Le 2 août nous reprenons une voiture pour une douzaine de jours, ce qui nous permettra de franchir une nouvelle frontière, cette fois vers l'Estonie. Sur le chemin nous nous arrêtons au Château de Wenden à Cēsis. Dans ce château fort, le mieux conservé de l’Ordre Teutonique en Lettonie, on nous remet une lanterne à bougie pour découvrir ses ruines particulièrement bien mises en scène, à grand renfort de projections intégrées dans les décors d'époque. Fondé en 1214 par des chevaliers Porte-Glaive, des moines-soldats originaires du Saint-Empire romain germanique, il fut mis à sac par le tsar Ivan le Terrible en 1577.


Toujours En Lettonie, le hameau d'Annas est à la hauteur de nos espérances.
À la fin des années 70 et au début des années 80, j'habitais justement 7 rue de l'espérance à Paris, ce qui correspond au sommet de la Butte aux cailles. Suite à la séparation d'un couple d'amis, lui journaliste au journal Le Monde, elle responsable des programmes à France Culture et France Musique, j'héritai d'un loyer loi de 1948 dite surface corrigée. Pour une somme dérisoire, j'avais deux chambres et, donnant sur la cuisine, une cave aménagée en salon et studio où j'enregistrerai, entre autres, les deux premiers albums d'Un Drame Musical Instantané, Trop d'adrénaline nuit et Rideau !, et un garage ! La salle de bain, qui donnait sur la cuisine, d'où la loi de 48 (si l'échelle de meunier et la trappe au milieu de la cuisine n'avaient pas suffi !), avait une porte s'ouvrant sur une cour minuscule dont je n'avais aucune utilité, mais qui me faisait rêver. Je trouvais le logement idéal (il sera largement détrôné par l'immense loft de la future mère de ma fille en face du cimetière du Père Lachaise), mais, certains jours d'ébriété, j'imaginais que cette porte mystérieuse pourrait déboucher sur un parc avec des biches et des cerfs. "C'était tout ce qui me manquait !", disais-je, comblé. Dans la durée réalité la cour n'était occupée que par les toilettes à la turque de nos charmants voisins, un petit couple de vieux communistes, Angèle et Maurice, qui reposent au cimetière de Gentilly.
Notre halte à Annas fera glisser le rêve formulé un demi-siècle plus tôt vers une réalité quasi magique. La cabane située au bord d'un lac où s'écoule une rivière où nous pouvons nager est entourée d'un troupeau de 150 biches et cerfs. Ici on les appelle des rennes. En prenant tout de même mille précautions, nous caressons leur poils rêches et leur museaux humides. Je filme aussi leurs cavalcades dans les prés qu'ils ont ravagés, car il ne reste pratiquement aucun arbre sur les 40 hectares qui leur sont attribués.

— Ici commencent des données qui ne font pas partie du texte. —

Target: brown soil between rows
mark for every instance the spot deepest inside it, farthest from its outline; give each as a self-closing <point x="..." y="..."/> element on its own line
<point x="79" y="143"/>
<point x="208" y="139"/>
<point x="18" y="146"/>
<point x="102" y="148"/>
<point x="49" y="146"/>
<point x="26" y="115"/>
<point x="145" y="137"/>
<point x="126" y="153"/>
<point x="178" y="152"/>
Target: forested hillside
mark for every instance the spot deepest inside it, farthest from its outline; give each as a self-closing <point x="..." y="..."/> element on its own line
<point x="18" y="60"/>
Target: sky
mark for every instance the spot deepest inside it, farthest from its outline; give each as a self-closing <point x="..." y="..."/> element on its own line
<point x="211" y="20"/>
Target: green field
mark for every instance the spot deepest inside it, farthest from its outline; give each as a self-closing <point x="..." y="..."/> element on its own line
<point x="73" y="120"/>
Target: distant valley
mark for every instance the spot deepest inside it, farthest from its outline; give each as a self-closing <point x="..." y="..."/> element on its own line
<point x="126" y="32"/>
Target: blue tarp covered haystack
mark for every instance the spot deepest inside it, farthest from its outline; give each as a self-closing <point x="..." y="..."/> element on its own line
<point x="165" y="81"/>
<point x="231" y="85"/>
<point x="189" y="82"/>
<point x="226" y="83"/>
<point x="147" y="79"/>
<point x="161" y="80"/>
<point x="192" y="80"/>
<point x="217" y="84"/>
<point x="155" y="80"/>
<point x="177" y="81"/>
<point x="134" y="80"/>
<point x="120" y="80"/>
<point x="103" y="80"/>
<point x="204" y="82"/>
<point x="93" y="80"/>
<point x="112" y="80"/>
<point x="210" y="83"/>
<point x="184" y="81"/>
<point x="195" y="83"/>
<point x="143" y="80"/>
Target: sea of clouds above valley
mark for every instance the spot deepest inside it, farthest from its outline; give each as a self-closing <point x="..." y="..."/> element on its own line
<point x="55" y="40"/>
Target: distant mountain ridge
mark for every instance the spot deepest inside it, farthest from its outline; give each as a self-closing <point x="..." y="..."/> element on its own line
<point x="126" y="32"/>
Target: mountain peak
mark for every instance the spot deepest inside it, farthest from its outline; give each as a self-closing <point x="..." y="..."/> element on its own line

Nos hôtes, dont les rennes sont leur passion, nous offrent une délicieuse liqueur de coing et nous font chauffer un jacuzzi à l'ancienne dont nous profitons à la nuit tombée en admirant les étoiles.


L'endroit est totalement idyllique. Nous nous baignons devant la maison et nous en faisons le tour à la rame.


Je fais durer le plaisir en publiant plusieurs photos, photographies qu'il me faut choisir tout au long du voyage parmi toutes celles que j'ai prises et qui me rappellent ces délicieux moments lorsque, de retour au bercail, j'aurai l'impression d'avoir rêvé ces cinq semaines de voyage dans les pays baltes.